O homem mais rico do mundo age como se fosse CEO da América, fechando agencias inteiras, estabelecidas pelo congresso. Nas horas vagas participa de eventos de partido nazista. Tudo sem nenhum tipo de freio ou responsabilização. Este mesmo homem declarou uma cruzada pessoal contra o "woke mind virus", mentalidade progressista que seria culpada pela transição de sua filha, Vivian Wilson, ainda menor de idade. O processo de transição teve consentimento assinado do pelo pai, que agora declara que seu “filho está morto".

Há um mês, num gesto de obediência antecipada ao novo regime, a Meta afrouxou filtros de segurança, apagou marcações de orgulho LGBT+ e cortou contratos com verificadores de fatos. Agora, até rotular pessoas LGBT+ como doentes mentais é permitido, ignorando décadas de luta contra a patologização de nossas identidades.

Enquanto discutimos os gestos desses "grandes homens", não podemos esquecer das pessoas que sofrem os maiores impactos de suas ações.

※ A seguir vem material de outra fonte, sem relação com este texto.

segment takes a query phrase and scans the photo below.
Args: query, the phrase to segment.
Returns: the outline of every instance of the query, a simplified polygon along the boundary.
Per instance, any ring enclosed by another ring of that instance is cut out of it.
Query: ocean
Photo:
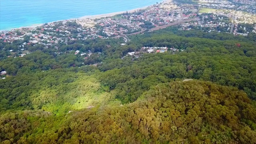
[[[0,30],[150,6],[162,0],[0,0]]]

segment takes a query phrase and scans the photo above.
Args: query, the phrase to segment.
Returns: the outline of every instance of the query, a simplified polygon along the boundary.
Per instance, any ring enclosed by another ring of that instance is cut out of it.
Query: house
[[[134,55],[134,54],[135,54],[135,52],[128,52],[128,54],[130,54],[131,56],[133,56]]]
[[[0,72],[0,75],[2,76],[3,75],[6,75],[7,74],[7,72],[6,72],[6,71],[3,71],[1,72]]]
[[[79,50],[76,50],[76,52],[75,52],[75,54],[77,54],[78,53],[79,53],[79,52],[80,52],[80,51]]]
[[[160,52],[161,52],[161,53],[164,52],[165,52],[165,50],[160,50]]]
[[[149,53],[151,53],[151,52],[153,52],[154,51],[154,50],[153,49],[148,50],[147,51]]]

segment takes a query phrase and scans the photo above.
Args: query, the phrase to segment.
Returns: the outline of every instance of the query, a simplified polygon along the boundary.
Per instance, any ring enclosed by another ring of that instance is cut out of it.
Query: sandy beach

Discursos de ódio, quando normalizados, produzem agressões concretas. Nas últimas eleições, a Sentinela, nosso programa de combate à violência política, identificou mais de 1.000 comentários transfóbicos em um único vídeo de uma candidata. Em novembro de 2024, o corpo de outra candidata trans foi encontrado degolado.

Embora tenhamos alcançado recordes de participação política e sucesso eleitoral, nossas lideranças enfrentam ameaças constantes de estupro e de morte. As deputadas federais Erika Hilton e Duda Salabert, por exemplo, precisaram de escolta armada e colete à prova de balas em suas campanhas.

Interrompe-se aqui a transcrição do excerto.